Les motorisations hybrides et électriques semblent le meilleur compromis d'autant que les constructeurs doivent respecter les normes européennes de plus en plus sévères (95g/km CO2 et peut-être 75g en 2031).

Le conseil de Franck Cazenave : "anticiper et se préparer à ce changement de paradigme par le biais d'investissements dans la formation, d'habilitations sur les VE et véhicules hybrides et équipements".

Se préparer aux Adas et aux robotmobiles


Les aides à la conduite devraient suivre l'exemple de l'ESP, un formidable équipement de sécurité.
Avant que n'arrive la voiture autonome (qu'il nomme robotmobile), les aides à la conduite se généraliseront.

"Environ 50% du parc roulant français sera équipé de freinage d'urgence en 2030, prévient-il."
De nombreux constructeurs intègrent des radars et caméras de série dans leurs modèles et la tendance s’accélère.
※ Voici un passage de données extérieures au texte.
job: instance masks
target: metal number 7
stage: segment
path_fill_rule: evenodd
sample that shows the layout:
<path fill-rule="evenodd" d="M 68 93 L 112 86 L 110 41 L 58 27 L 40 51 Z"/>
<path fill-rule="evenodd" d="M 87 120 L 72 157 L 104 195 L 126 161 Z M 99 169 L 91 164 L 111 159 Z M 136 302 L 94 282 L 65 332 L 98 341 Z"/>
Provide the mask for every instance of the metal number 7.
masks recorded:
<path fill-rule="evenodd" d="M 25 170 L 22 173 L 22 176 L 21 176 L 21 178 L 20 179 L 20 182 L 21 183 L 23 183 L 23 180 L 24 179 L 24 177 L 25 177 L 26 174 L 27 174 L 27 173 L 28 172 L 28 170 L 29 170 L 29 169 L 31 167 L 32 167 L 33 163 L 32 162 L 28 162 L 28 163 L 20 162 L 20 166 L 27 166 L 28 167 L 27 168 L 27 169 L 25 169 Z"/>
Il y a de fortes chances pour que l'essor de ces technologies ressemble à celui de l'ESP qui a fortement contribué à la réduction des accidents de dérapage.

C’est pourquoi, il recommande de se former et d’investir dans du matériel pour la géométrie et la recalibration des capteurs.

"Pensez que vos entrées ateliers concernant ce type de réparation vont désormais dépendre de votre capacité à traiter ces technologies. Même l'agrément d'un assureur sera déterminé par votre savoir-faire", insiste-t-il.

En invitant ce "grand témoin" à prendre la parole, Alain Bessin n'a pas voulu faire peur à son assemblée mais plutôt sensibiliser ses adhérents pour leur faire prendre conscience des enjeux et que leur avenir de carrossier se joue maintenant.